C4H8 (g) + O2 (g) -> CO2 (g) + H2O (g)
Give ∆HR = -1255 KJ and
Hf of CO2 = -394 KJ/mol, H2O = -241 KJ/mol
a) Find Hf of C4H8
b) Find heat of reaction given by 51.9 g of C4H8 (g)
The thing I am not sure is about is the Delta Hr... Since it's given in Joules, should I also change it to KJ/mol or not?

Answer 1

are you okay with a)?

For b) -1255 kJ/mol is already in kJ/mol. you just need to convert the mass given to moles then multiply.

Answer 2

Well for a) I added the products up, and used Delta H = Products - reactants
So -635 - Hr = -1255
-Hr = -620
Hr = 620
The thing is, I am not sure if that's correct, considering -1255 is given in KJ and not in KJ/mol... Do I just have to divide it by the equation's moles, which totals to 4 or something?

for b)
isn't -1255 for the whole equation and not just C4H8? Or am I missing something?

Answer 3

i'm not sure what you're doing for a)

the equation is right but your set up is not.

it should be \(-1255 kJ= (H^{butane}_f)-[(4*(-394 ~kJ/mol))+(4*(-241~kJ/mol))]\)

then solve for \(H^{butane}_f\).

for b) yes it's for the whole equation, but it's in terms of the "normalized" moles, you would have to divide the moles of butane by it's stoichiometric coefficient before multiplying by -1255 kJ/mol, but since it's coefficient is 1, then you can skip that.

Answer 4

i just realized i put the reactants in place where the products should be and viceversa.

the equation should actually be:

\(−1255kJ=[(4∗(−394 kJ/mol))+(4∗(−241 kJ/mol))]-(H^{butane}_f)\)

Answer 5

Ah ha. But why doesn't it matter that the KJ is on one side and I am subtracting/adding the KJ/mol? Or... Did you multiply the 4 as in that's all the moles?
IF you did, aren't the Hf fo those specific substance? ARRGH... I am confused.
Whatever, so I can find the KJ of Butane by using that, which is
-1255 KJ = -2540KJ - Hf Butane
Hf butane = -1285KJ

and for b)
51.5g butane = 0.920 Moles of butane x -1255 KJ/mol = 1154 KJ produced by butane

So that's that, right?

Answer 6

it should be "kJ/mol" because \(H_{rxn}\) is in units per mole.

the 4's come from the stoichiometric coefficients in the balanced chemical equation.

The Hf's are specific to those substances, not sure what i wrote that would make you think otherwise.

b) is fine, except for the sign on your final answer (it should be negative).

Answer 7

Sorry, just kind of new to this concept... Although I learned what to do in class, I am not too sure what they mean individually. like Hf = heat formation, means that's the energy required for the equation to happen, right?
But then what's the KJ/mol suppose to represent?
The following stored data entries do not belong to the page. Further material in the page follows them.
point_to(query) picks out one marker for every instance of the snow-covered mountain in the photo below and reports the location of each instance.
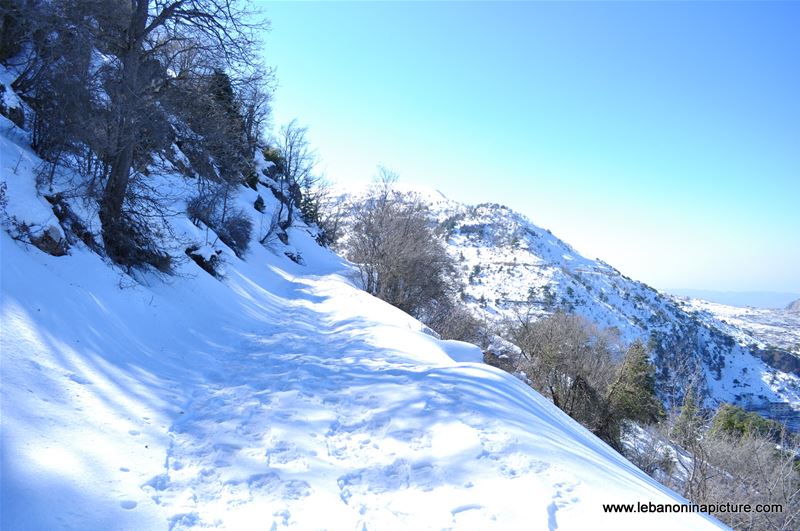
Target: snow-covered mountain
(764, 329)
(278, 396)
(509, 265)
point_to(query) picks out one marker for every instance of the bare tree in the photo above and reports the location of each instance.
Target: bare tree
(221, 25)
(400, 257)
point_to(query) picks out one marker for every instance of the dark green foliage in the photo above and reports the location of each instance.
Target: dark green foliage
(688, 426)
(259, 204)
(210, 266)
(736, 421)
(633, 394)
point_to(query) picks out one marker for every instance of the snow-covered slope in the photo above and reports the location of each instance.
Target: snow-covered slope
(509, 265)
(281, 396)
(761, 327)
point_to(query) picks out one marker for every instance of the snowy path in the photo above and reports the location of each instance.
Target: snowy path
(293, 413)
(280, 398)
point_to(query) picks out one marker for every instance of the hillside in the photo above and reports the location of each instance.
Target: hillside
(761, 327)
(511, 266)
(276, 396)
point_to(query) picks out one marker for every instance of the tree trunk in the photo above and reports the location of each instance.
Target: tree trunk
(126, 103)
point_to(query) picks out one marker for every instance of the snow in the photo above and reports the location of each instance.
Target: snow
(747, 325)
(281, 396)
(509, 265)
(462, 352)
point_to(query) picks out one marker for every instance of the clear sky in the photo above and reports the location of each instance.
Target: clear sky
(663, 138)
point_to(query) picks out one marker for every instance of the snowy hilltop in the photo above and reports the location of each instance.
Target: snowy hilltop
(509, 266)
(272, 393)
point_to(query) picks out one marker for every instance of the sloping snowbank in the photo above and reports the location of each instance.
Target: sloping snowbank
(282, 396)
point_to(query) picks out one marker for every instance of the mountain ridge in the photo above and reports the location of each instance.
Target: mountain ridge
(508, 264)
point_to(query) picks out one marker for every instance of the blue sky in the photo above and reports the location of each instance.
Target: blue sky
(663, 138)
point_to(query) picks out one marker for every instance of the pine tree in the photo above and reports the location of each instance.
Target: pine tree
(633, 394)
(686, 430)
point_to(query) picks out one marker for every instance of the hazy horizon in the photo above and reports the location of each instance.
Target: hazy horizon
(659, 137)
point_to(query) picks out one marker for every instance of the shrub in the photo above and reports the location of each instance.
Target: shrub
(236, 231)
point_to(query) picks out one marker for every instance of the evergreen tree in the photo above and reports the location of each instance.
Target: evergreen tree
(633, 395)
(686, 430)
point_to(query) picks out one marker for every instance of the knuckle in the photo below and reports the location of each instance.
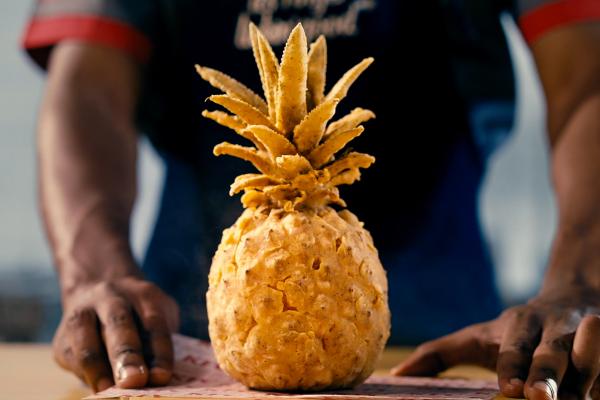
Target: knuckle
(545, 372)
(560, 344)
(88, 358)
(591, 322)
(119, 317)
(155, 323)
(516, 312)
(162, 361)
(125, 350)
(105, 288)
(522, 347)
(149, 290)
(79, 317)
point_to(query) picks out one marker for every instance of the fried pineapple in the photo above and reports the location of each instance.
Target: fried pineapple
(297, 296)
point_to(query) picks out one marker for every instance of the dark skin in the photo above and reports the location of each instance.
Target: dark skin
(116, 326)
(551, 342)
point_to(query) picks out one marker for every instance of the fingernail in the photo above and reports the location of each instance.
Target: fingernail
(159, 375)
(549, 387)
(128, 371)
(103, 384)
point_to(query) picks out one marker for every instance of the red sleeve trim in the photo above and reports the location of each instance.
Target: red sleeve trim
(539, 21)
(44, 32)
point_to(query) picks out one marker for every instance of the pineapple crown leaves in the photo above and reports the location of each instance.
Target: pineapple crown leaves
(295, 143)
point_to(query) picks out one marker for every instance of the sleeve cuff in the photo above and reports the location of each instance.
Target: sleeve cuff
(556, 14)
(44, 32)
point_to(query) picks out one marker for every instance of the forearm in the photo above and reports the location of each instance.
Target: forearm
(87, 157)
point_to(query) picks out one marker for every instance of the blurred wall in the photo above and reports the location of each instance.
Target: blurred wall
(517, 209)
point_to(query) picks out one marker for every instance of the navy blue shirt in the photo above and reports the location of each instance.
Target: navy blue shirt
(436, 61)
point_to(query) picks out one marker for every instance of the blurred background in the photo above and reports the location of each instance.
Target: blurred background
(517, 208)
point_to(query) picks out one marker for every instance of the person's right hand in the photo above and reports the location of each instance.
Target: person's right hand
(117, 331)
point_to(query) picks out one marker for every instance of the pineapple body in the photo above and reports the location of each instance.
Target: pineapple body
(297, 296)
(297, 300)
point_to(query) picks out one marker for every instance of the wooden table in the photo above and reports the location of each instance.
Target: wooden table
(28, 372)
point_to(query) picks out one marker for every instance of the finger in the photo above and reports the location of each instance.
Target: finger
(159, 346)
(521, 336)
(550, 361)
(87, 355)
(123, 344)
(585, 360)
(464, 346)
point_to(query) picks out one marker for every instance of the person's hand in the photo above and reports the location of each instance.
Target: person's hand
(543, 350)
(117, 331)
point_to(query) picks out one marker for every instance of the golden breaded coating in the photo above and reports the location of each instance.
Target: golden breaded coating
(297, 297)
(298, 300)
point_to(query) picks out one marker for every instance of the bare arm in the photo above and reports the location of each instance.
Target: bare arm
(115, 326)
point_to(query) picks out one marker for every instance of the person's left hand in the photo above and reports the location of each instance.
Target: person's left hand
(549, 346)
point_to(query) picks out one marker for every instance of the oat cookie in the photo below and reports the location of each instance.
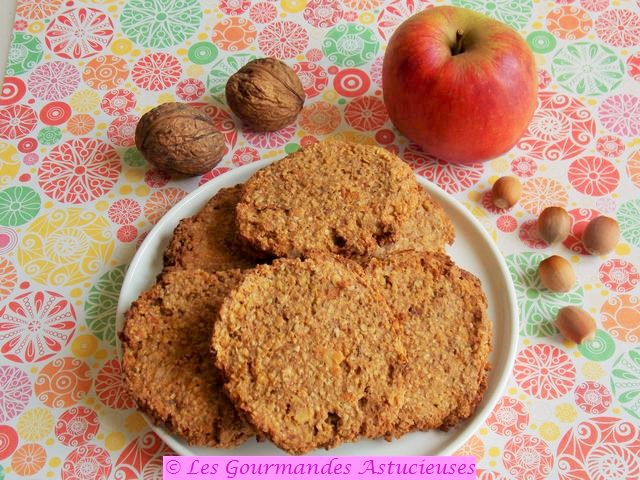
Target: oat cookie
(208, 240)
(343, 198)
(167, 361)
(428, 229)
(447, 336)
(310, 353)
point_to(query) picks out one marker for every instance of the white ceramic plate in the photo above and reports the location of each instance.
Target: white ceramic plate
(473, 250)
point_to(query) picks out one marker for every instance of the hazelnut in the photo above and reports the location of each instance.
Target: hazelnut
(554, 224)
(601, 235)
(178, 138)
(266, 94)
(557, 274)
(575, 324)
(506, 192)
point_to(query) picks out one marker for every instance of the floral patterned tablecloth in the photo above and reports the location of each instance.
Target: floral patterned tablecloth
(76, 199)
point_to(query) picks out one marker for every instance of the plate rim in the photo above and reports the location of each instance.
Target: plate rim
(211, 187)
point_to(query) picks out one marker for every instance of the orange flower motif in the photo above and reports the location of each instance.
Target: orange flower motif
(28, 459)
(105, 72)
(540, 193)
(233, 34)
(472, 448)
(80, 124)
(621, 317)
(366, 113)
(569, 22)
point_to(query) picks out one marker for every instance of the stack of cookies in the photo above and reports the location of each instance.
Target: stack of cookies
(313, 305)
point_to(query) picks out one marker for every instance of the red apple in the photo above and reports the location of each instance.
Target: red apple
(460, 84)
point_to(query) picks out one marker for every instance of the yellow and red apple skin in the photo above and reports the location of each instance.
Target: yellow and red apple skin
(464, 108)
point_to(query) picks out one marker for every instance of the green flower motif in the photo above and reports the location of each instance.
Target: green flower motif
(587, 68)
(629, 218)
(24, 54)
(203, 52)
(541, 42)
(101, 304)
(134, 158)
(160, 23)
(18, 205)
(222, 70)
(49, 135)
(514, 12)
(600, 348)
(538, 306)
(350, 45)
(625, 381)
The amount of KJ needed to move them or something?

Why do I have to multiply the Hf by the stoichiometric coefficient? What's the reason for that?

Answer 8

the enthalpy of formation is the energy necessary to "make" the molecule essentially "from scratch", as in from elements, C, H etc.
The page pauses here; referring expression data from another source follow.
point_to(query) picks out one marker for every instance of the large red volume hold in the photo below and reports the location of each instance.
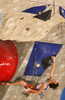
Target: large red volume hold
(8, 60)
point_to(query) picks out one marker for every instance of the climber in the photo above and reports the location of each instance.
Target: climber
(50, 82)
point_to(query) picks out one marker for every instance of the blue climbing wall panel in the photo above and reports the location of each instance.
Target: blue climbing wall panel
(41, 50)
(36, 9)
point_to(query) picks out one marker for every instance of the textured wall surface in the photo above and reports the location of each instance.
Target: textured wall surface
(56, 35)
(15, 23)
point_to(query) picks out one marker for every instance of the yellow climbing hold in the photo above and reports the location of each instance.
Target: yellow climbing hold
(39, 13)
(31, 87)
(61, 19)
(46, 6)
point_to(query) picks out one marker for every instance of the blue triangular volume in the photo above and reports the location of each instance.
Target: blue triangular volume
(62, 97)
(36, 9)
(40, 50)
(62, 11)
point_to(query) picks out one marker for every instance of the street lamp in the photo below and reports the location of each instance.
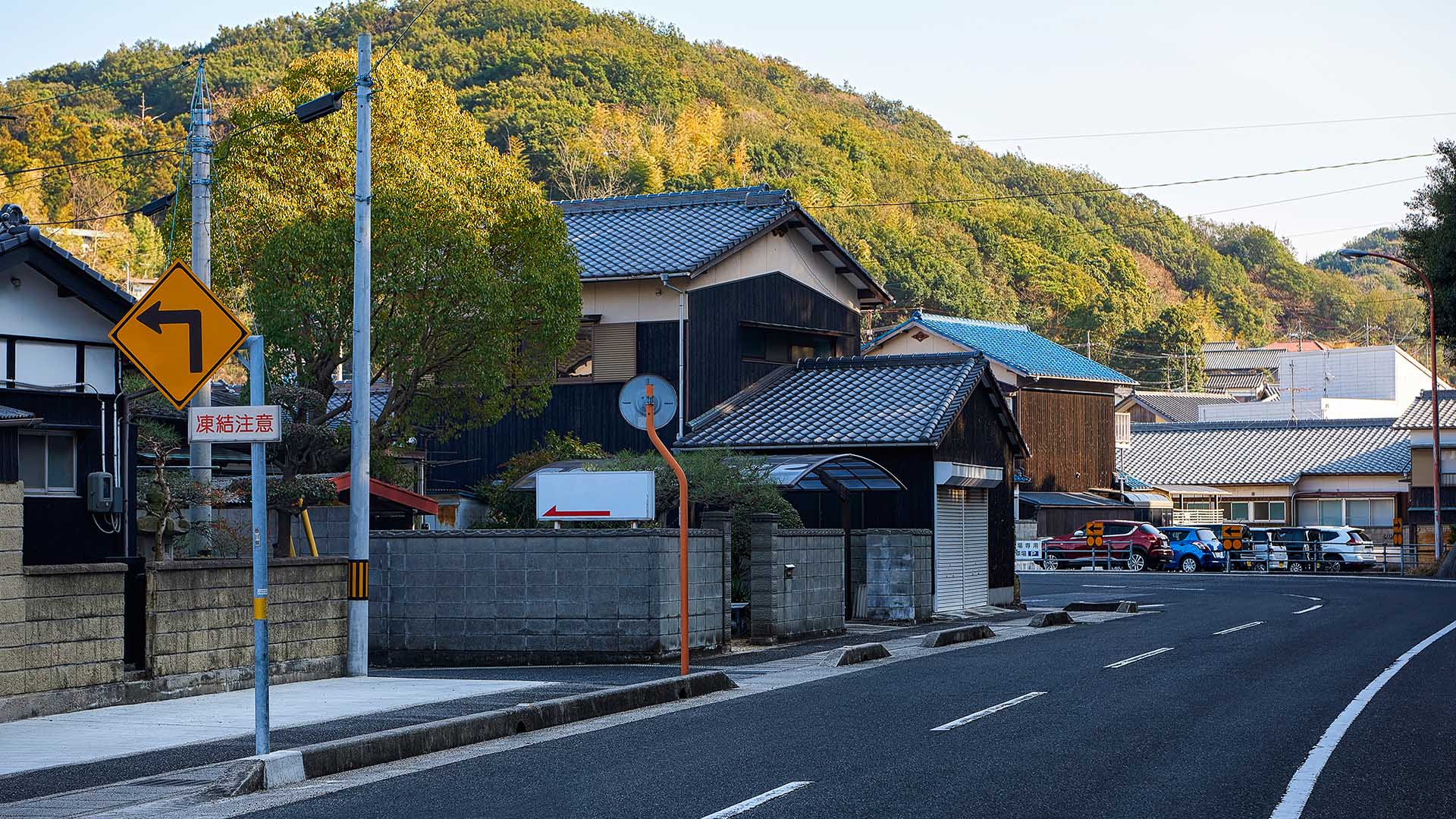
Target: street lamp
(1436, 394)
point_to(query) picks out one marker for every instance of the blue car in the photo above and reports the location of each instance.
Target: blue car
(1196, 548)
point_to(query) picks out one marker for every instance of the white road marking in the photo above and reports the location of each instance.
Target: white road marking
(1130, 661)
(987, 711)
(1239, 627)
(1304, 783)
(750, 803)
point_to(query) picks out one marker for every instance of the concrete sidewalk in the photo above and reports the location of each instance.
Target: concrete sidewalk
(123, 730)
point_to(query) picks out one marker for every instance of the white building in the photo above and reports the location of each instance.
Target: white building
(1354, 382)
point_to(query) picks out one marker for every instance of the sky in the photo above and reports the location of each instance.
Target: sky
(1001, 74)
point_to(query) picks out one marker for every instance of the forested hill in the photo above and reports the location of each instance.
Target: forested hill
(607, 104)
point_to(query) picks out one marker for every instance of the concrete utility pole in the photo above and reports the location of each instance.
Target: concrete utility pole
(360, 382)
(200, 145)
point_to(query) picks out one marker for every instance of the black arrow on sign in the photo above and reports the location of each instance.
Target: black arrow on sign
(155, 316)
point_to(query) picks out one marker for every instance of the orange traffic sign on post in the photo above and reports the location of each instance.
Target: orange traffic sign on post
(178, 334)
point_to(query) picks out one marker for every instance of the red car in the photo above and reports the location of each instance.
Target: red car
(1133, 545)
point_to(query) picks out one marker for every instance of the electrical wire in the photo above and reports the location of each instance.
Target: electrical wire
(88, 89)
(1307, 123)
(1116, 188)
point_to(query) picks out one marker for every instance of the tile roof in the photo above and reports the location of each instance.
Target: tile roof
(875, 400)
(1011, 344)
(1256, 359)
(1178, 406)
(1419, 414)
(674, 234)
(1264, 452)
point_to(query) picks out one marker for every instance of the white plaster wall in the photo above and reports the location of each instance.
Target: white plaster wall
(34, 309)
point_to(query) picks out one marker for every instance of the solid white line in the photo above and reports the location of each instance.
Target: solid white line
(750, 803)
(987, 711)
(1304, 783)
(1239, 627)
(1130, 661)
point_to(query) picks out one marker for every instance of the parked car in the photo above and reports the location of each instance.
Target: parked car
(1130, 544)
(1194, 548)
(1261, 551)
(1343, 548)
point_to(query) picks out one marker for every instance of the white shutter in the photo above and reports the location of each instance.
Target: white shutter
(977, 550)
(949, 550)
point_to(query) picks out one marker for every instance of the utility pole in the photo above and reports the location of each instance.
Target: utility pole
(363, 372)
(200, 145)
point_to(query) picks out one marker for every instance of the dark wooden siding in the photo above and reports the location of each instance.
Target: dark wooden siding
(715, 368)
(1071, 436)
(977, 438)
(585, 410)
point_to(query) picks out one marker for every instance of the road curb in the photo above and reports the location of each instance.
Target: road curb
(851, 654)
(1122, 607)
(337, 757)
(951, 635)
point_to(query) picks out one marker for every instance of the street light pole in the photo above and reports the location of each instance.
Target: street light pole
(1436, 394)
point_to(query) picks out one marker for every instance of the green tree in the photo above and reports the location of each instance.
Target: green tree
(475, 284)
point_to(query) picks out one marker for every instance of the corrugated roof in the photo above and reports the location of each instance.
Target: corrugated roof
(867, 401)
(1256, 359)
(1011, 344)
(1419, 414)
(1264, 452)
(1178, 406)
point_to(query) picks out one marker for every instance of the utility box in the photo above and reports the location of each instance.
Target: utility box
(101, 493)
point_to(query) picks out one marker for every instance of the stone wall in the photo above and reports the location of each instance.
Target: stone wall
(897, 572)
(808, 604)
(200, 621)
(542, 595)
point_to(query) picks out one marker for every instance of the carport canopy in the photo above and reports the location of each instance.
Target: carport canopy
(817, 472)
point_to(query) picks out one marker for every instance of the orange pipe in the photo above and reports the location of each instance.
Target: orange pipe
(682, 525)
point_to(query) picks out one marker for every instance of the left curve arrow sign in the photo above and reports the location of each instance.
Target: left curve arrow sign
(155, 316)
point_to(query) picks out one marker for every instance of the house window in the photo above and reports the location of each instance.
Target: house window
(49, 464)
(783, 346)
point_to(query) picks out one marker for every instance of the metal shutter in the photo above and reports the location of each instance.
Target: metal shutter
(949, 550)
(962, 550)
(613, 352)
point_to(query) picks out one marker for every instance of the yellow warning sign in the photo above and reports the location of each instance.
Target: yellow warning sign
(178, 334)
These values are standards calculated, and as all standards are, they are in units of energy per mole.

You multiply by the coefficients because you need to account for the number of molecules/moles in the chemical equation since these values are per mole.

Answer 9

i should mention that the enthalpy values for the heat of formation are the bond energies that result form making said bonds.

Answer 10

Uh... I still can't intuitionally get why we need to multiply by the moles in the whole equation. I understand that the equation is describing what's happening with each mole of substance, and that the heat formation... Wouldn't the Heat Formation of the products just be for them? Why do I have to multiply by 4 if it's just for them?

Answer 11

C4H8 (g) + 4O2 (g) -> 4CO2 (g) + 4H2O (g)
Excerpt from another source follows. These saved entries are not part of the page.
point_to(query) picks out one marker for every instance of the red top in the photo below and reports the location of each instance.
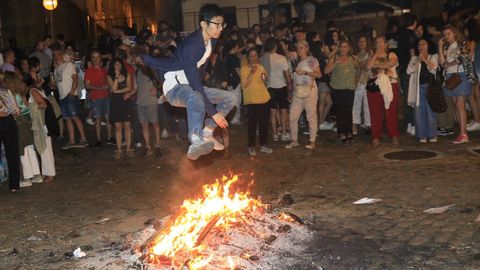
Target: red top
(97, 77)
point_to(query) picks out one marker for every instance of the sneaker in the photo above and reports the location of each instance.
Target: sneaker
(90, 121)
(291, 145)
(164, 133)
(474, 126)
(68, 146)
(286, 137)
(118, 154)
(310, 146)
(158, 151)
(462, 138)
(130, 152)
(325, 126)
(110, 141)
(208, 136)
(26, 183)
(265, 149)
(217, 146)
(81, 144)
(37, 179)
(148, 151)
(199, 147)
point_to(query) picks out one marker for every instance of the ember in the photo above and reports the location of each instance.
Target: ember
(219, 208)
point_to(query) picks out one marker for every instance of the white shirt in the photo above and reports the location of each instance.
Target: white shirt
(452, 55)
(172, 78)
(63, 78)
(276, 65)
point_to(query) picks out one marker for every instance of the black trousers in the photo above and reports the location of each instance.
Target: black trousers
(343, 100)
(9, 138)
(258, 115)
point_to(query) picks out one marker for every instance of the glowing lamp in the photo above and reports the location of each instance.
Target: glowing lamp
(50, 4)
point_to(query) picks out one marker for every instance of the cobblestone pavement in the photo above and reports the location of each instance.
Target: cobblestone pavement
(41, 223)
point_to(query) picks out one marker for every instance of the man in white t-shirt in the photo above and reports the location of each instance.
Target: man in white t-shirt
(66, 78)
(279, 81)
(183, 73)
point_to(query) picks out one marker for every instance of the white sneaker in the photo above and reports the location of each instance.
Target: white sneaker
(252, 152)
(164, 133)
(90, 121)
(26, 183)
(266, 150)
(208, 136)
(291, 145)
(326, 126)
(199, 147)
(474, 126)
(286, 137)
(37, 179)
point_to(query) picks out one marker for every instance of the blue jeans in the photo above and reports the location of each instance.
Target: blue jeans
(182, 95)
(425, 118)
(225, 101)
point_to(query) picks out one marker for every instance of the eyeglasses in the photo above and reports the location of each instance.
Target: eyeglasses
(219, 25)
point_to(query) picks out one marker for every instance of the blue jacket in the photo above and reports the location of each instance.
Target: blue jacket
(185, 58)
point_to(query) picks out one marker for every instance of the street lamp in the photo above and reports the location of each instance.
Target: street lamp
(50, 5)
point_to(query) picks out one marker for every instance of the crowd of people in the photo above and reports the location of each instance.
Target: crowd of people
(282, 79)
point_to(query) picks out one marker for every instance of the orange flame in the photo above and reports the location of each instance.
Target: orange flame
(219, 206)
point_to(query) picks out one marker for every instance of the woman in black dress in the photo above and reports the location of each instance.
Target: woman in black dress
(121, 109)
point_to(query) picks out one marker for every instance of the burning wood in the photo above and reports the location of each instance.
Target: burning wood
(186, 241)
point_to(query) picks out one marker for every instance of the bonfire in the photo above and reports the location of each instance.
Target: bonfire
(226, 203)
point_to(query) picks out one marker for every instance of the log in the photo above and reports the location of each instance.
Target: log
(207, 230)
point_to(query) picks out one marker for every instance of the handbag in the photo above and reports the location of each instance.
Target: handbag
(302, 91)
(434, 95)
(372, 85)
(452, 82)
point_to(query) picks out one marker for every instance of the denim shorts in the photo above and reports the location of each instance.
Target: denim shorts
(100, 107)
(323, 87)
(70, 106)
(147, 113)
(463, 89)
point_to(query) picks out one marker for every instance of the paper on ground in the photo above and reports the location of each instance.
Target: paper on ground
(367, 201)
(438, 210)
(78, 253)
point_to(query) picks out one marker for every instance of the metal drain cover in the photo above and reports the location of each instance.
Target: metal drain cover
(409, 155)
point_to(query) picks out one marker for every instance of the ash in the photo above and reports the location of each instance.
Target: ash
(257, 241)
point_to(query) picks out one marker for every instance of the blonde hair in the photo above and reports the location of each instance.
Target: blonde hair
(458, 35)
(14, 83)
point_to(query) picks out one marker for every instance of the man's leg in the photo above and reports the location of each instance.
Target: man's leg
(183, 95)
because you're forming 4 moles and the value you have (Hf) is per one mole.

Answer 12

like if you had: 1 bag of flour + water -> 4 cupcakes + 4 cookies

if each cupcake took 50 kJ to make and you made 4, you'd need to multiply 4 by 50 kJ.

Answer 13

OH! So it wasn't balanced... Thank you very much! You are simply the best.